# Modify or demolish unique fireplace for gas insert?



## Arlington (Nov 20, 2016)

Hi folks. I'm new to this forum and to fireplaces. I just bought my first home and it has an old wood-burning fireplace that hasn't been used since before the 1980s. I'd like to install a gas insert, but the fireplace won't accommodate the units I've seen. I'm looking for some advice on what I should do, please.





The house was built in 1910 and I think the fireplace is original. It's made of brick and is in pretty bad shape. The bricks are badly aligned, the mortar is crumbling in several areas, and the fireplace is pulling away from the wall (though seems stable) on the right side. It has at least three different paint jobs on it.

We thought we might be able to sculpt and even out the surface with MH Ready Patch, but gave trying to rescue it when we realized it might not fit a gas insert. The problem with fitting a gas insert is that the firebox is 36" wide, which is a normal size as far as I can tell, but there are big cylindrical columns that extend straight out from the edge of the firebox. This shot shows what the columns look like:




Here's a shot showing how the columns stick out straight from the edge of the firebox:




From what I've seen in the fireplace shops I've visited, gas inserts all have a surround that needs to go flush around the outside edge of the firebox. Will having these columns prevent us from installing a gas insert properly?

I've thought of demolishing the fireplace, but I'd have to leave all the brick between those columns and the wall because the outer edge of the firebox is in-line with that brick. Could I find a wooden fireplace surround to go over all the remaining brick, or is this getting too complicated? Here's a top-down shot showing how far out the brick extends from the wall:




Thank you for any advice. I'm a complete newbie when it comes to fireplaces, so please feel free to correct any terms I'm using improperly and set me straight!


----------



## DAKSY (Nov 21, 2016)

Go to your local hearth shop & ask if there are any gas inserts with customizeable surrounds that will fit your situation. 
Do yourself a favor & take ANOTHER pic of the existing unit from across the room & looking straight into the firebox,
so they can get a better view of what you're up against.


----------



## Arlington (Nov 21, 2016)

Thank you for the reply, DAKSY. I will take a better picture tomorrow in the daylight.

I did ask a few hearth shops what might work, but I only had dimensions and a description, no pictures.
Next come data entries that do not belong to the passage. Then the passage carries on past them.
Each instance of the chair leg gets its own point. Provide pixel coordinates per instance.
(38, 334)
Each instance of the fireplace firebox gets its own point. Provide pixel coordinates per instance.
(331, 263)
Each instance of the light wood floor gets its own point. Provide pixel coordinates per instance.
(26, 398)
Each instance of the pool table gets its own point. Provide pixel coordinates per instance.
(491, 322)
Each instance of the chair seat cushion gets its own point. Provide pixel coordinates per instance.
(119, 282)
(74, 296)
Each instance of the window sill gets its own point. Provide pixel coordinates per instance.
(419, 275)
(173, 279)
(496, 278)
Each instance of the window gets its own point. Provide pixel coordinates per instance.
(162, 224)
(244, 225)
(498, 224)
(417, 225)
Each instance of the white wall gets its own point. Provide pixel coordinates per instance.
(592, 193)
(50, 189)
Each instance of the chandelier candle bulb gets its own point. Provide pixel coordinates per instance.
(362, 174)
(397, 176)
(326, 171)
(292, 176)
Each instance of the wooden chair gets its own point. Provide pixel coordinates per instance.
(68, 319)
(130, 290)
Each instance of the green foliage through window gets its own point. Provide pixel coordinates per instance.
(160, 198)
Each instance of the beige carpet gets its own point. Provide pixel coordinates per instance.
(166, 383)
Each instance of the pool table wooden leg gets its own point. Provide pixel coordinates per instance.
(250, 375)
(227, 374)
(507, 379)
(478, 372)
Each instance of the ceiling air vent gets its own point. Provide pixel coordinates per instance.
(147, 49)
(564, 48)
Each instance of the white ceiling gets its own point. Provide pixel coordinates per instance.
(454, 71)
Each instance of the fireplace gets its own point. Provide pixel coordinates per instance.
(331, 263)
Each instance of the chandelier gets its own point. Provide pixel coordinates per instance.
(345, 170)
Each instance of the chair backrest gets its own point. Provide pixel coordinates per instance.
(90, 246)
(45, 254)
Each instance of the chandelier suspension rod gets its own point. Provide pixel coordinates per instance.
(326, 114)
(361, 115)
I have a hearth shop assessor coming out to check out my house tomorrow afternoon, so I should have a good idea tomorrow.


----------



## blades (Nov 22, 2016)

If there is that much in depredation in the fire box then I would be highly suspect of the flue also- to me - demo and start from scratch.


----------



## webby3650 (Nov 28, 2016)

That's a strange looking set up. There's some inserts that have 1 piece surrounds that can be ordered the size needed. Most panels on a gas unit can be trimmed down. We often do an inside fit with the panels. The way all the brick looks, it may be best to remove the brick face and start over. You could remove the brick, straighten it up with some mortar and tile it. Then put a new mantel up to cover the transition.


----------



## Arlington (Nov 28, 2016)

Thanks for the suggestions, blades and webby. I was leaning towards a demo, but the guy from the hearth shop who came to check it out said that I'd risk collapsing the whole brick structure if I did a demo. Do you think that's a valid concern? Another problem is that the bricks on top run front to back, so I'd have to cut them flush with the edge of the firebox.

Sorry I took so long to come back with the photo of the front. Here it is:



and here's a closer view of the firebox from the front:



Another alternative I've considered is coating the whole fireplace with stucco to clean up the look and getting a custom-cut surround for a gas fireplace to fit in the firebox. The hearth shop rep said his primary business is in HVAC and he could have a custom surround cut fairly cheaply, though we didn't talk specifics. Are these options even worth considering, or do you think this fireplace is too far gone?


----------